What makes Animal Collective connect with the people who love them is the ambiguous but amplified emotions that their music seems to embody.  Beneath – or maybe among – the stacked layers of electronics, acoustic guitars, screams, samples, reverb, feedback, etc, is an honest intensity and conviction that drives the group’s music.  While the form of their songs may not make sense (and I’m not going to sit here and tell you that I understand everything that’s happening in “For Reverend Green”), the tones of the music seem to jibe with Tare’s sing/screaming.  Like when looking at a good impressionist painting, when we listen to a song like Strawberry Jam’s “Fireworks,” we have a general idea of what is happening without being given the maximum amount of details.  As Mike Rodgers noted in the October ANTIGRAVITY, the vast majority of AC’s lyrics are nonsensical.  I honestly have no idea what “Fireworks” is about, but I have no problem applying it to my own life.
I don’t know that this is necessarily a good thing.  I’ve noticed lately that the artists I talk to claim to create their art fully aware of the fact that it will be appropriated by its consumers and, because of this, they refuse to assign meaning to any of what they do. This is a problem because it begs the question of why we should bother making art at all, or, to take it further, why should we ever express ourselves in any way, if we’re going to refuse to allow our words to mean anything.
It works both ways, too.  When we misappropriate a work of art, when we fail to take the author’s intent into consideration and instead warp its meaning to meet our needs, we are not only being selfish but ruining the work’s artistic merit.

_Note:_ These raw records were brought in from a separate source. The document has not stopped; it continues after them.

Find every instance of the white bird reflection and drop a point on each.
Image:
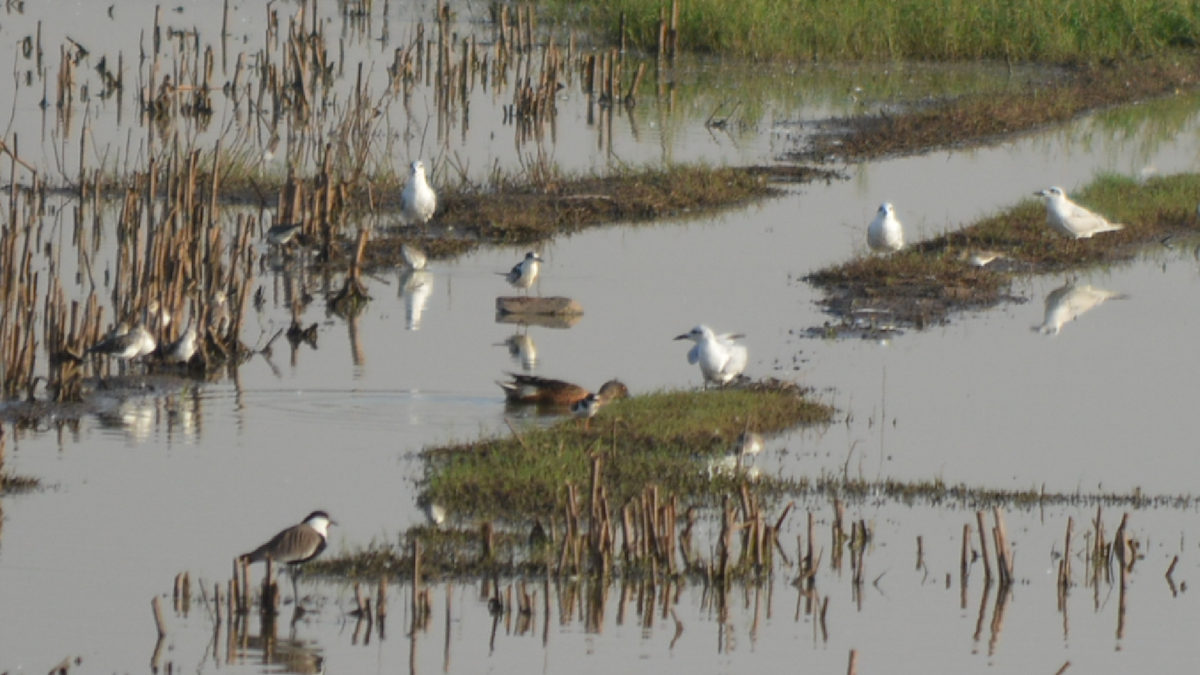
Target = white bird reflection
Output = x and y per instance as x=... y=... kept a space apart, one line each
x=1069 y=302
x=415 y=287
x=523 y=350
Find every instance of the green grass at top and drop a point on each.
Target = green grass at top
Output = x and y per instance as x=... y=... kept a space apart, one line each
x=661 y=438
x=1042 y=30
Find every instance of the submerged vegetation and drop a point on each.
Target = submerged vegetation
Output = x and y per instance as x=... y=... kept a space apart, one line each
x=624 y=500
x=1055 y=97
x=934 y=278
x=665 y=438
x=1029 y=30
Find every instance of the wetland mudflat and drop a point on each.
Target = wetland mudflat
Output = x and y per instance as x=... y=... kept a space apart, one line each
x=337 y=424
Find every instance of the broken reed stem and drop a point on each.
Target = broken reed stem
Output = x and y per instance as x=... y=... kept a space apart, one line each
x=160 y=623
x=983 y=547
x=1003 y=551
x=1065 y=565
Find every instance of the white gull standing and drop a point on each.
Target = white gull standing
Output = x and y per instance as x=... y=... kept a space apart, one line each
x=525 y=273
x=885 y=233
x=720 y=358
x=418 y=201
x=1071 y=219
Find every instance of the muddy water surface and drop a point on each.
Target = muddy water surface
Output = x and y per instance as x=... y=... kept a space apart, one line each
x=165 y=484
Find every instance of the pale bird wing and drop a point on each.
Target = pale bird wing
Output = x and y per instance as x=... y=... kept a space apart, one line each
x=737 y=360
x=1083 y=220
x=291 y=545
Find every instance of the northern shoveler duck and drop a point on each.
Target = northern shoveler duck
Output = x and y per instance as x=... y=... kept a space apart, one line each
x=546 y=392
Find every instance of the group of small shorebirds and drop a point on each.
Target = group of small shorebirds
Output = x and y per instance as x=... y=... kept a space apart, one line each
x=721 y=360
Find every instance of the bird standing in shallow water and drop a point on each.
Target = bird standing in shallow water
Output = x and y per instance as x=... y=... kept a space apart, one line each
x=885 y=233
x=588 y=406
x=720 y=358
x=546 y=392
x=1071 y=219
x=295 y=545
x=418 y=201
x=181 y=350
x=125 y=344
x=525 y=273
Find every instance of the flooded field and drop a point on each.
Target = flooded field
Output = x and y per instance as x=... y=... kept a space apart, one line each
x=1029 y=396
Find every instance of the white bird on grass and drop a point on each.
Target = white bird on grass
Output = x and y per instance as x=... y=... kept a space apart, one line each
x=1072 y=220
x=418 y=201
x=885 y=233
x=720 y=358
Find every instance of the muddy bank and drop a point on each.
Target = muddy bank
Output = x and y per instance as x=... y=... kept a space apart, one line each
x=517 y=213
x=1056 y=96
x=928 y=281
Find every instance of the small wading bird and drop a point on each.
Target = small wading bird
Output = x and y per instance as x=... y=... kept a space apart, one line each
x=125 y=342
x=885 y=233
x=418 y=201
x=181 y=350
x=588 y=406
x=1071 y=219
x=435 y=513
x=531 y=389
x=525 y=273
x=413 y=256
x=282 y=233
x=720 y=358
x=295 y=545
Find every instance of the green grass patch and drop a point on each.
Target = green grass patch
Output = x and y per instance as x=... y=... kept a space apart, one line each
x=663 y=438
x=1054 y=97
x=1032 y=30
x=934 y=278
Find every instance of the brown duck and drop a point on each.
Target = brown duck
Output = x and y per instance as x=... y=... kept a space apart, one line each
x=546 y=392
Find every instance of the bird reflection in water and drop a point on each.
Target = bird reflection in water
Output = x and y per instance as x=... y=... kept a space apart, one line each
x=1069 y=302
x=283 y=655
x=415 y=286
x=523 y=350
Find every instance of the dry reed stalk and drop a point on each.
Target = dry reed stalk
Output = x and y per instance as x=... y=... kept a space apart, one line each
x=1065 y=565
x=983 y=547
x=382 y=599
x=1003 y=550
x=417 y=584
x=160 y=622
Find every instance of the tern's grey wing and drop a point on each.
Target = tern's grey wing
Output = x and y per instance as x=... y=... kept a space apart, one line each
x=737 y=360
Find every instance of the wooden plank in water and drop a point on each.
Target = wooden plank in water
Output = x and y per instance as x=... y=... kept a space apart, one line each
x=543 y=306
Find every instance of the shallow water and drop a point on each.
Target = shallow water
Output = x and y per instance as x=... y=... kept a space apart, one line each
x=161 y=485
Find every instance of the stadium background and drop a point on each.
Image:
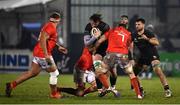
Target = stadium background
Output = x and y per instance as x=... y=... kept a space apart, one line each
x=21 y=21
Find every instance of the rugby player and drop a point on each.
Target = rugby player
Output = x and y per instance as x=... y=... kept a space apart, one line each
x=42 y=57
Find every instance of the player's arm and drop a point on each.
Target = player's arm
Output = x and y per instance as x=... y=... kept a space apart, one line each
x=154 y=41
x=62 y=49
x=101 y=40
x=43 y=42
x=88 y=40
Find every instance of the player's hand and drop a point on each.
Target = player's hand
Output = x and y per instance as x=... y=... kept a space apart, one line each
x=145 y=37
x=132 y=62
x=63 y=50
x=48 y=59
x=96 y=32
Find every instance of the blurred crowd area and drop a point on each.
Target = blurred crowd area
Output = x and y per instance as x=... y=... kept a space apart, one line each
x=21 y=20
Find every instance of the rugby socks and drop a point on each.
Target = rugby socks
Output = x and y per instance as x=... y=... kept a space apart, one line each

Take a song like “Every Breath You Take” by the Police.  For what it is, it’s a pretty good song.  People have it played at their weddings.  And without really realizing what he’s doing, the groom will look into his wife’s eyes and, in full view of her parents and extended family, sing to her, “Every vow you break, every smile you fake, I’ll be watching you.”  The bride and groom think that this is a pretty song (and, to be fair, it does seem romantic if you don’t pay it any attention).  And it is a good song.  It’s a good song about a stalker.  No matter how much the bride and groom romanticize it, nothing can change the fact that Sting is singing from the bushes through a window.  All art has a meaning, whether it’s clear or not.
I’ll grant you that I’m being uppity.  I’ll also grant you that I’m an insecure artist who’s scared to death of having his work misinterpreted.  But if we’re going to be passionate about music – which we very well should be – we can’t suck the life and meaning out of it just to make it fit our current mood or situation.
As for Animal Collective and all of the other bands that flirt with ambiguity, their songs are filled with meaning.  They’re filled with meaning because people whose lives are forever being shaped and changed, whose various worldviews cannot help but be expressed in what they do, created them.  After all, to claim that a work is meaningless is to assign it a meaning.
So maybe that’s the real confession this month.  Not that I like Animal Collective, but that I take precious expression and confession from people and, rather than listening to what they’re trying to tell me, tell them what they should be talking about.  And really, the only thing worse than being a snotty hipster is to tell someone that their opinions and convictions aren’t terribly important to you.